Lord McIntosh of Haringey: My Lords, these are, of course, important proposals; and, indeed, they affect a major site. As I said, the allocation of parliamentary time is a matter for the usual channels, but it is open to any noble Lord to table Questions or initiate debates on the subject. The Diana, Princess of Wales Memorial Committee is considering a whole range of ways of commemorating the late princess. The Diana, Princess of Wales Memorial Fund is allocating money to the princess's favourite charities. The figure of £10 million to which the noble Lord referred was bruited about last year.
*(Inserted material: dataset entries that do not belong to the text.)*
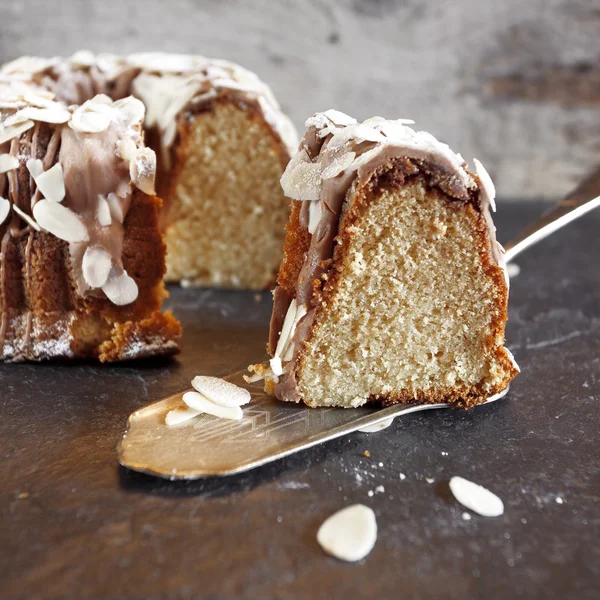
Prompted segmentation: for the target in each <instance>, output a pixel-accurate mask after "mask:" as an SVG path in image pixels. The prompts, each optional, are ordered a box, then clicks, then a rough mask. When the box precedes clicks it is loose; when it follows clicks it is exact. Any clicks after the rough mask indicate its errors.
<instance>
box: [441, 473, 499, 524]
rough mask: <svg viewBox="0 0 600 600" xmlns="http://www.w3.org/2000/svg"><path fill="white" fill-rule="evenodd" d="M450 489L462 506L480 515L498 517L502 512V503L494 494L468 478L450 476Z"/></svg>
mask: <svg viewBox="0 0 600 600" xmlns="http://www.w3.org/2000/svg"><path fill="white" fill-rule="evenodd" d="M450 491H451V492H452V494H453V495H454V497H455V498H456V499H457V500H458V501H459V502H460V503H461V504H462V505H463V506H465V507H466V508H470V509H471V510H472V511H473V512H476V513H477V514H478V515H481V516H482V517H499V516H500V515H501V514H503V513H504V503H503V502H502V500H500V498H498V496H496V494H493V493H492V492H490V491H489V490H487V489H486V488H484V487H482V486H480V485H478V484H476V483H473V482H472V481H469V480H468V479H463V478H462V477H452V479H450Z"/></svg>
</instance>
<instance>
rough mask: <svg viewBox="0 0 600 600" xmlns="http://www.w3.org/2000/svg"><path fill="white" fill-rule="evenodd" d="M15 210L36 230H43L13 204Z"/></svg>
mask: <svg viewBox="0 0 600 600" xmlns="http://www.w3.org/2000/svg"><path fill="white" fill-rule="evenodd" d="M13 210H14V211H15V212H16V213H17V214H18V215H19V216H20V217H21V219H23V220H24V221H25V222H26V223H28V224H29V225H31V226H32V227H33V228H34V229H35V230H36V231H41V228H40V226H39V225H38V224H37V223H36V222H35V221H34V220H33V219H32V218H31V217H30V216H29V215H28V214H27V213H26V212H24V211H22V210H21V209H20V208H19V207H18V206H17V205H16V204H13Z"/></svg>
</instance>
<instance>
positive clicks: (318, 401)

It has no particular relevance to any proposals now under consideration.

Lord Strabolgi: My Lords, is my noble friend aware of the very strong feelings against these proposals for Kensington Gardens by the people of Kensington, Chelsea and Westminster? These views are supported by the local authorities. Will they be taken fully into account before considering proceeding with these proposals?

Lord McIntosh of Haringey: My Lords, I hear what my noble friend says but this is exactly what the consultation exercise is about. In addition to the exhibition which is now being held at the Albert Memorial Visitor Centre, leaflets and questionnaires are being sent out by 20th July to W1, W2, W8, W11, W14 and to SW1, SW3, SW5, SW7 and SW10. That is a wide consultation exercise. Of course the memorial committee will take serious account of the responses to that consultation exercise.

Baroness O'Cathain: My Lords, is the Minister sure that the leaflets which are to be sent out to all these areas of London are detailed enough as regards what is likely to happen with the Diana Memorial Garden, because certainly the press comment--if one reads it--seems to suggest that the exhibition at the Albert Memorial is not detailed enough and does not give enough information to allow people to make a judgment?

Lord McIntosh of Haringey: My Lords, we cannot win, can we? If we provide information that is too detailed, we are told that we have already made up our minds and the whole consultation exercise is phoney. If the information is not detailed enough--according to the noble Baroness--we are told that we are not providing enough detail. Surely the idea of the consultation exercise is for local people and anyone visiting the visitor centre to give their views about what should happen. The whole point about this consultation exercise is that the memorial committee has not made up its mind about the scope or detail of the memorial which is planned; that is why the consultation is genuine.